My mother’s eyes go dark with anger. “If Zeus has poisoned you again…if he has poisoned your mind—”
“He hasn’t,” I say quickly, then reach for her hands once again.
She’s distraught and on edge. The trauma clouds her judgment.
“Mother, he has not. But he did. He poisoned me. He tried to take my powers from me and make me into a mortal. That was not because of Hades. If it is anyone’s fault that I was in that position, it was Zeus’s. ”
“Then it is Zeus who should pay for what he has done!” My mother tries to stand, but I keep her with me. “It is Zeus who should suffer my wrath.”
“He has power over this realm, and the gods and goddesses here. He has power over the mortal realm as well. He is god of the gods. But he did not destroy me and he cannot. He will not and he should know that now.”
My mother softens, reaching out to stroke my hair. “Because you were born with such powers, Persephone. Because of the prophecy.” My mother purses her lips. “That he would be eclipsed by one of his children. That they would grow stronger.”
This realization seems to make time stop.
Even my heart pauses beating. Fear? My father poisoned me out of fear of my powers?

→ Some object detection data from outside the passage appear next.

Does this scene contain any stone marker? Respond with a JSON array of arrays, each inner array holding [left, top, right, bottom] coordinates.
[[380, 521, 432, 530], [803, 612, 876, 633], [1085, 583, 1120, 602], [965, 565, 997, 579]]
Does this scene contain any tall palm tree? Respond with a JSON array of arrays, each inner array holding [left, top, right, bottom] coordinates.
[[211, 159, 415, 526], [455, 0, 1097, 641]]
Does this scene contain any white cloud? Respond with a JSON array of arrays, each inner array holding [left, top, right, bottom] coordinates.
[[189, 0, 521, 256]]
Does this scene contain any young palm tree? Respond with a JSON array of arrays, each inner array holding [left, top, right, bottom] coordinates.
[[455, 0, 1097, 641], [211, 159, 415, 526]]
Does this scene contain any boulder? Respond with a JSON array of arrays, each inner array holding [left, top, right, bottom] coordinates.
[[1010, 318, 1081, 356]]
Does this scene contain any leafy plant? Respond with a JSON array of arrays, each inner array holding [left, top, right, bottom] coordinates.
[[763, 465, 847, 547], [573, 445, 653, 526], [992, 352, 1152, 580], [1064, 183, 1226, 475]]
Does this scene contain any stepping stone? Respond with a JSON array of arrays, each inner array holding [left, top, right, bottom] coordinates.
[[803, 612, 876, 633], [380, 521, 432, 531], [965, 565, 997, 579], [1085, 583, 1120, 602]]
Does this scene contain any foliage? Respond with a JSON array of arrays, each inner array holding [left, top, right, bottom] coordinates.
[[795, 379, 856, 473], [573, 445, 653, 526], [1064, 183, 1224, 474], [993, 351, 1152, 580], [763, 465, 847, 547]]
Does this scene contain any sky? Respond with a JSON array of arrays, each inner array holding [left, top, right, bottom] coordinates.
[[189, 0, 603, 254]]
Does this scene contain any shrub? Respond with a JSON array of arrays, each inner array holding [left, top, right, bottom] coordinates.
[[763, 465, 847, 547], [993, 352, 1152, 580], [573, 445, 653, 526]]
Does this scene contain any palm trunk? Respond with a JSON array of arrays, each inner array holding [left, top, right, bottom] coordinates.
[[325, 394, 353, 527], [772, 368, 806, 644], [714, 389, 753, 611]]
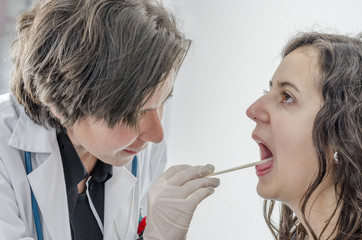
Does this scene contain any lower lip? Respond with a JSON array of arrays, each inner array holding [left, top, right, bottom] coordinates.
[[123, 150, 137, 155]]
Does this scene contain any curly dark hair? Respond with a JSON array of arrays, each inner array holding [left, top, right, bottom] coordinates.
[[11, 0, 191, 128], [264, 32, 362, 240]]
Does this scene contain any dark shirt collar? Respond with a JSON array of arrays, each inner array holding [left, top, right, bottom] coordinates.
[[57, 128, 113, 188], [57, 128, 88, 190]]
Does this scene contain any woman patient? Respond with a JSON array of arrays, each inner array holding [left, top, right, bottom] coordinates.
[[247, 33, 362, 240]]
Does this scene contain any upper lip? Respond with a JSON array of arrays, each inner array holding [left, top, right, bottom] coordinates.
[[125, 147, 146, 153], [252, 134, 274, 160]]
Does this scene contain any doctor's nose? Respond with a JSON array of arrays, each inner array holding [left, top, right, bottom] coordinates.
[[246, 95, 269, 123], [138, 109, 164, 143]]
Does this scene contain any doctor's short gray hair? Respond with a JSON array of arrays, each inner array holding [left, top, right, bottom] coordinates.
[[11, 0, 191, 128]]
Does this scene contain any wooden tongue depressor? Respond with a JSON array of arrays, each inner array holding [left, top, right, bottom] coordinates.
[[209, 158, 272, 176]]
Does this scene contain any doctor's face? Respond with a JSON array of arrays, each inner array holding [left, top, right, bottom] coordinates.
[[67, 74, 174, 166], [247, 48, 322, 205]]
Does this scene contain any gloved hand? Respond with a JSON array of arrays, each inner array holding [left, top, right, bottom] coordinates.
[[143, 165, 220, 240]]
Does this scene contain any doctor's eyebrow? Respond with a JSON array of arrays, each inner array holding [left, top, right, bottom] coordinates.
[[269, 81, 300, 93]]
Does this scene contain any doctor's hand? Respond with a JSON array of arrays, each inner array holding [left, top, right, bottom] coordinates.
[[143, 165, 220, 240]]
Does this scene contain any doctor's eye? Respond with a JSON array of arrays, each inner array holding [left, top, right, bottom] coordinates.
[[280, 91, 295, 104]]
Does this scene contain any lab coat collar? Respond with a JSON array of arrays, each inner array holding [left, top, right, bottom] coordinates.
[[9, 108, 71, 240], [28, 151, 71, 240], [9, 111, 57, 153], [104, 167, 138, 239]]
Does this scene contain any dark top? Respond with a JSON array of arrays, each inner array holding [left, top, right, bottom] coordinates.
[[57, 129, 112, 240]]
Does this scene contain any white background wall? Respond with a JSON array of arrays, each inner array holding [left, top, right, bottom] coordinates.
[[166, 0, 362, 240]]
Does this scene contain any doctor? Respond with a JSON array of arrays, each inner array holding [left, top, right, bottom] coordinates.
[[0, 0, 219, 240]]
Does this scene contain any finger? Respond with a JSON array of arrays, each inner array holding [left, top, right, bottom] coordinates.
[[168, 164, 215, 186], [179, 178, 220, 198], [160, 164, 191, 180], [187, 187, 215, 211]]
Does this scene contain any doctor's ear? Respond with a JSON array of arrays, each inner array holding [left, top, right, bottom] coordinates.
[[49, 107, 63, 123]]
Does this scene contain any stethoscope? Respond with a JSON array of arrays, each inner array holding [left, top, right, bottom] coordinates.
[[25, 152, 138, 240]]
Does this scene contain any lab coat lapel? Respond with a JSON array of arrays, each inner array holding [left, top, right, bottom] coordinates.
[[104, 167, 138, 239], [9, 112, 71, 240], [28, 152, 71, 240]]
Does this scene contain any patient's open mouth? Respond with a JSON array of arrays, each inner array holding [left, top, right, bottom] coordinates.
[[255, 143, 274, 177]]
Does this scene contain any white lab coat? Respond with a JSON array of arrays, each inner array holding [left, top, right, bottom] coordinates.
[[0, 94, 166, 240]]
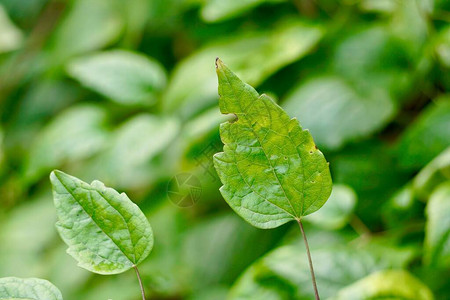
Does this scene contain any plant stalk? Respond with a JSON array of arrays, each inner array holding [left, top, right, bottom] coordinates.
[[297, 219, 320, 300], [133, 266, 145, 300]]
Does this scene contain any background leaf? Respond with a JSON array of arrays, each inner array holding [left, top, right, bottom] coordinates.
[[424, 182, 450, 268], [214, 59, 331, 228], [68, 50, 166, 105], [305, 184, 356, 229], [0, 277, 63, 300], [331, 270, 434, 300]]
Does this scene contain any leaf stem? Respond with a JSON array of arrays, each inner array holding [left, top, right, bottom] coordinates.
[[133, 266, 145, 300], [297, 219, 320, 300]]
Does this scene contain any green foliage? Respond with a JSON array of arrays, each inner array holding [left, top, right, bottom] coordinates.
[[68, 50, 166, 105], [0, 0, 450, 300], [0, 277, 63, 300], [305, 184, 356, 229], [424, 182, 450, 268], [50, 171, 153, 274], [331, 271, 434, 300], [214, 59, 332, 228]]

As if I would use them against him! I would never have done such a thing.
I had no reason to think I was in danger on Olympus.
I thought he would be disappointed to learn that I could not find the powers that had been foretold. I thought he would want more for me.

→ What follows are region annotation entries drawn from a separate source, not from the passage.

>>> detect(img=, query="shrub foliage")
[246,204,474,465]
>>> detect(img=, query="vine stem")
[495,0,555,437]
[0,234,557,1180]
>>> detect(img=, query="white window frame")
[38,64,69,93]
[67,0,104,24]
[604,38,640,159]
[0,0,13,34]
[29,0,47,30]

His fault is his ego. It always has been and always will be.
The realms will never be the same to me now. I saw my father as powerful, and he does indeed have power over the gods and goddesses of Olympus and over the mortals.
His powers have not protected him from his fears. He thinks one of his children will surpass him, and he cannot stand the thought.
It made him poison me.
The rage I thought I let go emerges once again, but I breathe deeply for the sake of my mother. “I am not his only child.”
This, too, makes everything look different in my memory.
I think of Athena saying he only tries to kill his favorites to my mother and wonder how many times he has plotted against his children.
If he plots against all of us. If he fears all of us because we might one day discover that we have powers he cannot dream of.
For how could he dream of something new when he spends all his time watching to see if one of his children is stronger?
I am stronger. I have never poisoned someone innocent out of fear. I never would. I have surpassed him already. If Zeus stood in the courts, I would suffer great difficulty sentencing him.
“But you are one of the most powerful,” my mother says, and drops her hands back to me. “You are my daughter, Persephone. And whether you have powers or not—”
“I have them. I found them.”
“I know it. But they are not the most important part of you. I would fight for you if you were a mere mortal. I will fight for you no matter what.” The softness disappears from her face, replaced by determination.
“If what you desire is to dwell in the Underworld, then I cannot prevent you from going there. But if you are away from me where I cannot reach you, there will be consequences. My grief will be felt and I cannot help it, my child. In the times you are away from me, the mortal realm will feel the loss. I cannot and will not change that for that loss is too real and too significant to be ignored.”